Figure 4: Performance metrics. Note that models trained on \(D_T\) (Task-specific synthetic data) generally outperform those trained on out-of-domain data (\(D_C\)).
Does “Reasoning” Help Rewriting?
This was the most critical question. The team trained two versions of the Llama-2 model:
- Without Reason: Just given the context and incoherent sentence.
- With Reason: Given context, sentence, and the specific label (e.g., “Entity Reference”).
They evaluated the rewrites using two methods: an “Acceptance Rate” (did the rewrite actually fix the coherence?) and a “Win Rate” (comparing the model’s rewrite against human expert rewrites).

Figure 5: Automatic evaluation. The rows marked “w/ reason” consistently show higher acceptance and win rates than “w/o reason.”
The data confirms the hypothesis: Incorporating specific reasons for incoherence consistently improves the quality of the rewrites. When the model knows why a sentence is wrong, it fixes it more accurately.
Human Evaluation: The Ultimate Test
Automatic metrics are useful, but in writing, human judgment is king. The researchers asked human experts to blindly compare rewrites from three sources:
- Llama-2 (Fine-tuned without reasons)
- Llama-2 (Fine-tuned with reasons)
- Human Expert References
They also compared these against GPT-4’s native rewrites.
The results, visualized below, were striking. The model fine-tuned with reasons (the middle bar) had a significantly higher “Win” rate against the baseline than the model without reasons. Furthermore, the expert annotators noted that the fine-tuned models were often indistinguishable from human editors, producing minimal, effective edits.

Figure 6: Human evaluation results. The green segments represent “Wins” against GPT-4. The model trained “with reason” wins 72% of the time, almost matching the Human benchmark (74%).
Conclusion and Implications
The DECOR paper presents a major step forward in Automated Writing Evaluation (AWE). By moving beyond grammar and syntax into the realm of discourse coherence, it addresses one of the most difficult aspects of learning a new language.

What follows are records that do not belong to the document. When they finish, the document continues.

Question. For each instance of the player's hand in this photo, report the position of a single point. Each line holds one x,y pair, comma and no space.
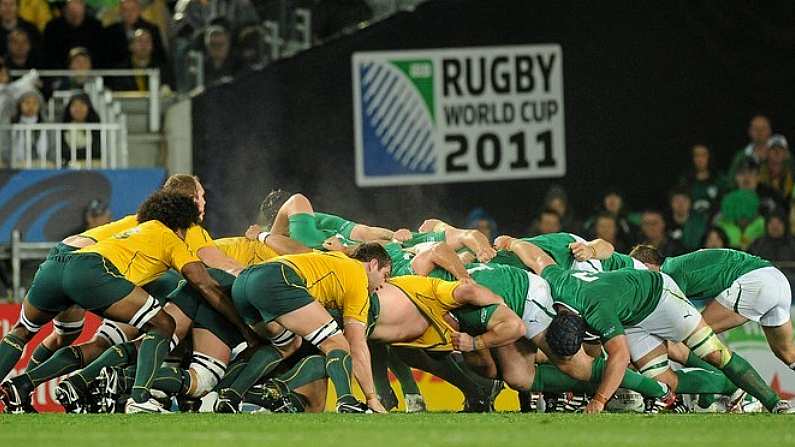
582,251
463,342
503,242
594,407
253,232
401,235
375,405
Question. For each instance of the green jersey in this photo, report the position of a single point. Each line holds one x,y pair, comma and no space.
401,260
704,274
556,245
607,301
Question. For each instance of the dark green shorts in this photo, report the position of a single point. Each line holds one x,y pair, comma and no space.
474,320
190,302
86,279
266,291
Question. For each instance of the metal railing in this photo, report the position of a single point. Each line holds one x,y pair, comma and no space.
153,82
112,144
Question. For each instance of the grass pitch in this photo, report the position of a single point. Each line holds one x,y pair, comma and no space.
404,430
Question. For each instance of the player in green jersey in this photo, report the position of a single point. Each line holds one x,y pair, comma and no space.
634,312
744,287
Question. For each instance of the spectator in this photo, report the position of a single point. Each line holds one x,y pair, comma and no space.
36,12
777,244
97,214
702,181
80,61
218,62
20,54
685,226
557,200
10,20
613,204
79,110
776,174
480,220
740,218
652,226
117,36
715,238
605,227
759,132
548,221
30,107
141,56
74,28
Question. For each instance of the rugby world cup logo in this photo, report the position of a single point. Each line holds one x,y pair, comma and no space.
395,116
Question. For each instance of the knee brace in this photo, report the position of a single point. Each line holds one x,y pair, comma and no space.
145,313
68,327
704,342
29,325
205,373
323,333
112,333
655,367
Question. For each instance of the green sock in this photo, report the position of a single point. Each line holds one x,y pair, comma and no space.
259,365
697,380
154,349
339,367
549,379
119,355
171,380
306,371
10,351
39,356
303,229
403,374
739,371
64,361
632,380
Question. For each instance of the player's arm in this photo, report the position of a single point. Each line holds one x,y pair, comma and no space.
504,328
532,256
196,274
356,335
440,255
213,257
595,249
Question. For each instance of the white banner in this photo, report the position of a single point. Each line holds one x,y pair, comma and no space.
462,114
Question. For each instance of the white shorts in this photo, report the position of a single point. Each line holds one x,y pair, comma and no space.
538,310
762,295
674,319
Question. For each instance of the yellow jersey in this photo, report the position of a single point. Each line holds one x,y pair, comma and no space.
144,252
245,251
196,237
434,298
334,280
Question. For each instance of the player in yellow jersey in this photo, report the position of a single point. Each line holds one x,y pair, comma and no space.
295,291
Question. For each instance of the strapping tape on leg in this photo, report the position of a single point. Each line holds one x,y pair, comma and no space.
29,325
68,327
283,339
656,366
323,333
112,333
145,313
704,342
205,373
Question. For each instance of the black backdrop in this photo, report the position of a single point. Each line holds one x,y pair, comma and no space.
643,81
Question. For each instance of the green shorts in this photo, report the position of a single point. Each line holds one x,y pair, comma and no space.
474,320
86,279
266,291
192,304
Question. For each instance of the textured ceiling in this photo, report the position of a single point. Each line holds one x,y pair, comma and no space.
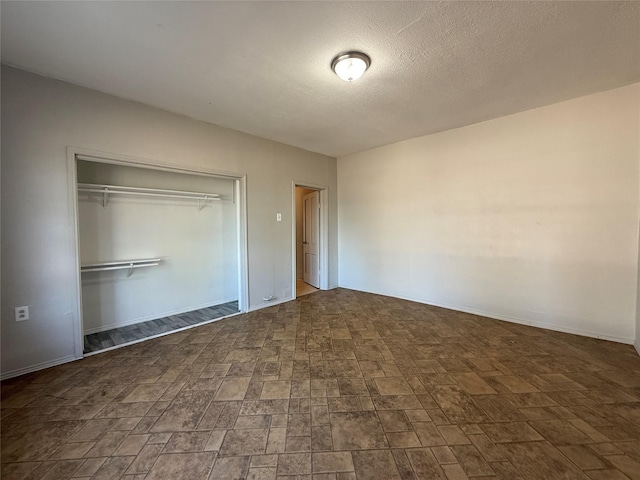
264,67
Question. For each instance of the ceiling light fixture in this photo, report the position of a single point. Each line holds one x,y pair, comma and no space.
351,65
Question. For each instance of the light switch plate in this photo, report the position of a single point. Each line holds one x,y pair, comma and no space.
22,313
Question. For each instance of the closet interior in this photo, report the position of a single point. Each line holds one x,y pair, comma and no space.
158,251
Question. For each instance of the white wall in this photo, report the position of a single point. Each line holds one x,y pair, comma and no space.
198,247
531,217
40,118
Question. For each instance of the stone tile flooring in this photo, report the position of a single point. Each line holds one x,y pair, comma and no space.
338,385
95,342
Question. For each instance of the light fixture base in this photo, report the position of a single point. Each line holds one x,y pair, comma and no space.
350,66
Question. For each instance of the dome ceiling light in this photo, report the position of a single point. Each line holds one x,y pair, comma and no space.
351,65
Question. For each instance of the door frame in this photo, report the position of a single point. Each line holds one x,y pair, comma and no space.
240,198
323,234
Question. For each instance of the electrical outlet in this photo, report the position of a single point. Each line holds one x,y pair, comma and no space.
22,313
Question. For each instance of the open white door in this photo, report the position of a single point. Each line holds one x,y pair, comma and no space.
311,238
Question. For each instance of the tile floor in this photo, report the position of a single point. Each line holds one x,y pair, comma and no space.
119,336
303,288
338,385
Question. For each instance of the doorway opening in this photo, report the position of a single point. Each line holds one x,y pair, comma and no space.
308,239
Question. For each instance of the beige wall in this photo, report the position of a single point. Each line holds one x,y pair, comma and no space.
40,118
531,217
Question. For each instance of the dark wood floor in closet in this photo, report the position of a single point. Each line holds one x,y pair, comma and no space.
119,336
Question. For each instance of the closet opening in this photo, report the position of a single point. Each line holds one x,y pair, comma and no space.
159,250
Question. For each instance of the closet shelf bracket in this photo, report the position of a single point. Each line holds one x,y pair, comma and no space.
128,265
105,190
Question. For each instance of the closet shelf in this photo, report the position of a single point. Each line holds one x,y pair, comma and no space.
106,190
122,265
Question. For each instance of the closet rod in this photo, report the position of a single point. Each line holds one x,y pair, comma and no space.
123,265
157,192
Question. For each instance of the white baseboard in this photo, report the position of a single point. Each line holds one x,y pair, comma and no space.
520,321
146,318
38,366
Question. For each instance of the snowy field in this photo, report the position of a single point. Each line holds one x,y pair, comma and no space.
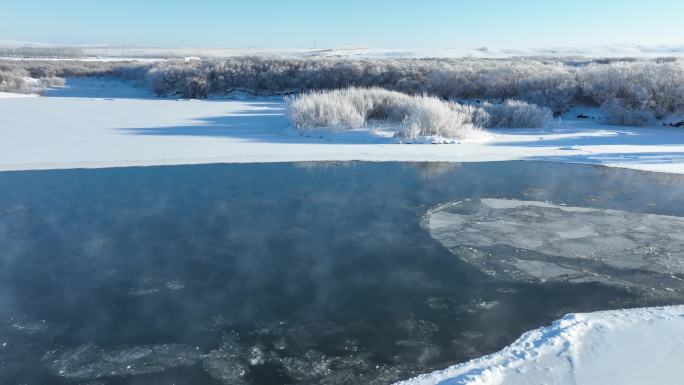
588,349
94,123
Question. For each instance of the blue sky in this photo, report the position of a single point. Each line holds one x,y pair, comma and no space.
334,23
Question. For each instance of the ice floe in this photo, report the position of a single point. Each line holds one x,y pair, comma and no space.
539,241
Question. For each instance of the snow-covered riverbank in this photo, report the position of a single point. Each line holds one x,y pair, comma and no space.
109,124
627,347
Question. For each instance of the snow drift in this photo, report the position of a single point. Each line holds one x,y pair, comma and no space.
626,347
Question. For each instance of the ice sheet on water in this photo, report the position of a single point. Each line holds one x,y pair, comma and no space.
532,240
89,362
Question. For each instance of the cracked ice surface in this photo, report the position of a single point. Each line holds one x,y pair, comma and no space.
538,241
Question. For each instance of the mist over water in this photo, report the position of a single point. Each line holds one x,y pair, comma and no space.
280,273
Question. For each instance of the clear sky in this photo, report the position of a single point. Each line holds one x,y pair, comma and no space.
334,23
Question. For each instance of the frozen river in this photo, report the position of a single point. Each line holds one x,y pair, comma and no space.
332,272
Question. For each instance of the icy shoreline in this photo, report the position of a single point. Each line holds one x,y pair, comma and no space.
98,124
639,346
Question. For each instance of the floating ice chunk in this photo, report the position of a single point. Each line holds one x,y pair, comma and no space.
89,362
532,240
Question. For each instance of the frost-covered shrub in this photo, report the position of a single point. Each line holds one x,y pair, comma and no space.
640,86
514,114
615,112
352,108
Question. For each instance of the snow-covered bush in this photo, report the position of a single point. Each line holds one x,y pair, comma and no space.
640,85
514,114
615,112
409,116
657,87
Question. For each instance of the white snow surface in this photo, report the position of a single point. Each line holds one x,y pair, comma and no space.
95,123
106,123
626,347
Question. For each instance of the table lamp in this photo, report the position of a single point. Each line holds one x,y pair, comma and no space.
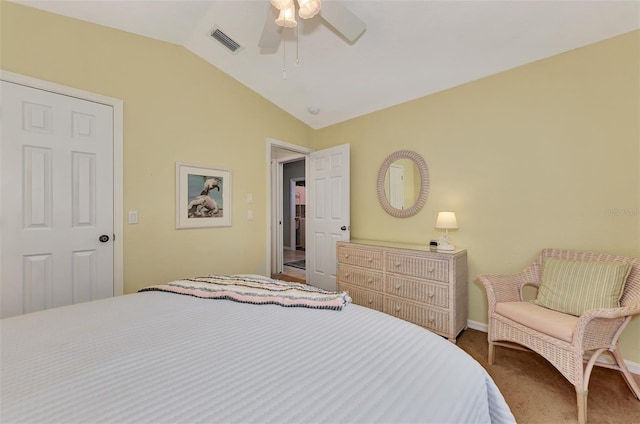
446,221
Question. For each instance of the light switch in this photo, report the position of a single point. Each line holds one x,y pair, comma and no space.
133,217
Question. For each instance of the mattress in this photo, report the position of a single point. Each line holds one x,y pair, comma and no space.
157,357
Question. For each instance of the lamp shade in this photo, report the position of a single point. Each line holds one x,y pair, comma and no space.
446,221
308,8
287,16
280,4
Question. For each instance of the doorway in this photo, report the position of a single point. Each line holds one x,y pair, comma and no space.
87,232
294,213
327,208
287,162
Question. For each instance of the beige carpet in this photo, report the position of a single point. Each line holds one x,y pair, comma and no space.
538,394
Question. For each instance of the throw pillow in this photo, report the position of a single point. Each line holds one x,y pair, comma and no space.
574,287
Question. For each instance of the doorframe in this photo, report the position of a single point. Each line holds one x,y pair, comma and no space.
292,207
274,206
118,133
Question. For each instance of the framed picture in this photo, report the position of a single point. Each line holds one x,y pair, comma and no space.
203,196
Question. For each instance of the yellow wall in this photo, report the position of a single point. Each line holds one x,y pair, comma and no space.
177,107
530,158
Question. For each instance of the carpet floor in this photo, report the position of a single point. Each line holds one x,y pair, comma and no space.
538,394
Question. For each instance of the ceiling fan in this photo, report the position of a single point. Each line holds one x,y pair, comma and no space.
282,14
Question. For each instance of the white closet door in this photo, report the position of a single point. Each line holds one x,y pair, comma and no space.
57,200
328,212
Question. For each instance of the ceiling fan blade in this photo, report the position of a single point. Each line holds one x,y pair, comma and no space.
343,20
270,38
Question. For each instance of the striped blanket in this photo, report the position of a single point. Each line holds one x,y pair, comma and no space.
257,290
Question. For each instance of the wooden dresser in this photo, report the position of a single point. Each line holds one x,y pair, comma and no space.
408,281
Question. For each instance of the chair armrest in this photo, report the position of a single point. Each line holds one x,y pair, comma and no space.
603,326
504,288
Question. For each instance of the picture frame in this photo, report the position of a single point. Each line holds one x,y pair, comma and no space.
203,196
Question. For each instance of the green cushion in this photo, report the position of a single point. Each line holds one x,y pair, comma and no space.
574,287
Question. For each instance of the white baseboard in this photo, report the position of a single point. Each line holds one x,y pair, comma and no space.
634,367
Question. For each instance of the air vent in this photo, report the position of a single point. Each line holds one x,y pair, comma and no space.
225,40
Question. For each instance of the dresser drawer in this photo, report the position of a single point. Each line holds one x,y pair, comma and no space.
433,269
418,291
361,277
363,297
433,319
360,257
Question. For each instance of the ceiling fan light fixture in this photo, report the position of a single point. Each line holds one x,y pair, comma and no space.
280,4
309,8
287,16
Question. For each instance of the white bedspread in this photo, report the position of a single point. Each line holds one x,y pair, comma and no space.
157,357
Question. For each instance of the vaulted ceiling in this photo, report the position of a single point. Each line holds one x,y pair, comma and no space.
409,48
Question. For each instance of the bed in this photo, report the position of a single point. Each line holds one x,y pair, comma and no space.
161,357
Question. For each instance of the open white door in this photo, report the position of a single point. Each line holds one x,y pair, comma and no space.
328,212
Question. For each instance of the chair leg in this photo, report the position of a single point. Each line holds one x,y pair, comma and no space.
492,355
582,405
628,378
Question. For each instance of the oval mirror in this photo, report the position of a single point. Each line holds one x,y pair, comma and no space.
403,183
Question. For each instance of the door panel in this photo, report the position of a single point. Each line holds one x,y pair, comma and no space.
327,212
57,199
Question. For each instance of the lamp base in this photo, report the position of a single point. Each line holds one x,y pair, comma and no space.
447,248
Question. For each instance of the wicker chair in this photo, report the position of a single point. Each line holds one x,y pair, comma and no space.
596,330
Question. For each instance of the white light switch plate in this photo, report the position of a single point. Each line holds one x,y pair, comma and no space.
133,217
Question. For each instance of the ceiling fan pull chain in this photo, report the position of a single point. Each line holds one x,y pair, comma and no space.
284,58
297,48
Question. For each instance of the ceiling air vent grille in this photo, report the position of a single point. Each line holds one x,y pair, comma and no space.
225,40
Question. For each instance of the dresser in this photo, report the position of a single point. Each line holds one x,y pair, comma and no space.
408,281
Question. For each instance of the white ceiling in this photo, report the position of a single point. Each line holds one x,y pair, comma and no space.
410,48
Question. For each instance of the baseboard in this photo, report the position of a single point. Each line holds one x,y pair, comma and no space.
634,367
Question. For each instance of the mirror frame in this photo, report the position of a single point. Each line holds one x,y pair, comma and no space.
424,184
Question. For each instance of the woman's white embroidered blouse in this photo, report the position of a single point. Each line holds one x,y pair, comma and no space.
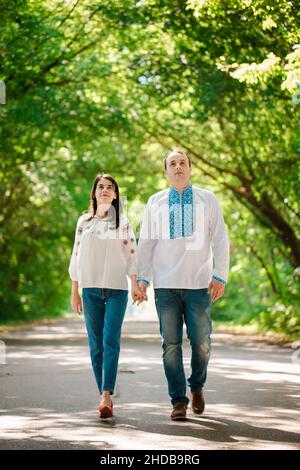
103,256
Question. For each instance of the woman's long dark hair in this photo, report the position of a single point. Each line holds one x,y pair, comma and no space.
115,203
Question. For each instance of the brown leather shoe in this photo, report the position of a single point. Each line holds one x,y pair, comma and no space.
179,411
198,403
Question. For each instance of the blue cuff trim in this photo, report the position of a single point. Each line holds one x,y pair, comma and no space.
219,280
140,279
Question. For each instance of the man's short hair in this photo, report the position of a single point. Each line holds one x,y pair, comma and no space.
176,152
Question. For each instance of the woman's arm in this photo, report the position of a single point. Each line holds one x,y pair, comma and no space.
76,303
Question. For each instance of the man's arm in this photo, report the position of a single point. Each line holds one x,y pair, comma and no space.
220,248
146,246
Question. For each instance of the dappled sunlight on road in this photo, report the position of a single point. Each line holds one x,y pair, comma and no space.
49,397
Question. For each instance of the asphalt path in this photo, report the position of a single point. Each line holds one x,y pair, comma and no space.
48,396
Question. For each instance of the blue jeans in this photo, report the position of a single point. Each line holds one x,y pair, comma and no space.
104,311
192,306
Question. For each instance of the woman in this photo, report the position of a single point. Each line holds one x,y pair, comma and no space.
104,254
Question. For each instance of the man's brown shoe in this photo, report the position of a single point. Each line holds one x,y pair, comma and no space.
198,403
179,411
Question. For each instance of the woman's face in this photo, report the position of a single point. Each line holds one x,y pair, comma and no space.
105,192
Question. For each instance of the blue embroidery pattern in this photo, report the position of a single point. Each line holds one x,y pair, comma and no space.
181,213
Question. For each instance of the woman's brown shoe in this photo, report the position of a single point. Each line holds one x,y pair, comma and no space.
179,411
198,403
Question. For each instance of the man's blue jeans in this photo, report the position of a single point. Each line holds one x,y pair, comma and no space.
104,311
192,306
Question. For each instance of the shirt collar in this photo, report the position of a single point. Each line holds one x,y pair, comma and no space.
186,190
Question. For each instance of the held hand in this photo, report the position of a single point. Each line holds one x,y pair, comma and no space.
216,290
76,303
136,294
143,289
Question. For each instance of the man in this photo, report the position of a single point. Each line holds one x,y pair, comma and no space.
185,249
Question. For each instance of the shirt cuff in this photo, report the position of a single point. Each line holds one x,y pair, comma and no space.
140,279
219,280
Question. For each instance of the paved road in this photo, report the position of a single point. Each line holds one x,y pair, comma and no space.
48,395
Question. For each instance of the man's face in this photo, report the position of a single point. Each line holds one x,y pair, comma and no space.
178,170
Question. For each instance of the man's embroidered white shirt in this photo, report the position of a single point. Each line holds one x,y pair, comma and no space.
187,262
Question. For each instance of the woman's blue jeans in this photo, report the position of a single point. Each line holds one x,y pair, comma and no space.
192,306
104,311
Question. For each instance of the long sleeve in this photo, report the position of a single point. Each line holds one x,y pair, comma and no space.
130,247
220,241
73,270
146,245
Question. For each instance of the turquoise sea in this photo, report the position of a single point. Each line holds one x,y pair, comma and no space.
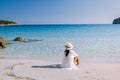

Key takeaways for students and researchers:
- Diagnosis precedes Correction: The most successful rewrites happen when the system first identifies why a sentence is incoherent. This mirrors human pedagogy—teachers don’t just rewrite student work; they explain the error first.
- Minimalism Matters: GPT-4 and other massive models tend to over-edit. DECOR shows that we can train smaller, specialized models to make surgical edits that respect the student’s original voice.
- Data Quality: The creation of the DECOR benchmark fills a void in L2 research, providing a gold-standard dataset that maps real-world student errors rather than synthetic noise.
This research paves the way for a new generation of writing assistants. Future tools could do more than just underline a misspelled word; they could highlight a confusing sentence and say, “This sentence seems off-topic. Try adding a transition word to connect it to your previous point,” effectively acting as a personalized writing tutor.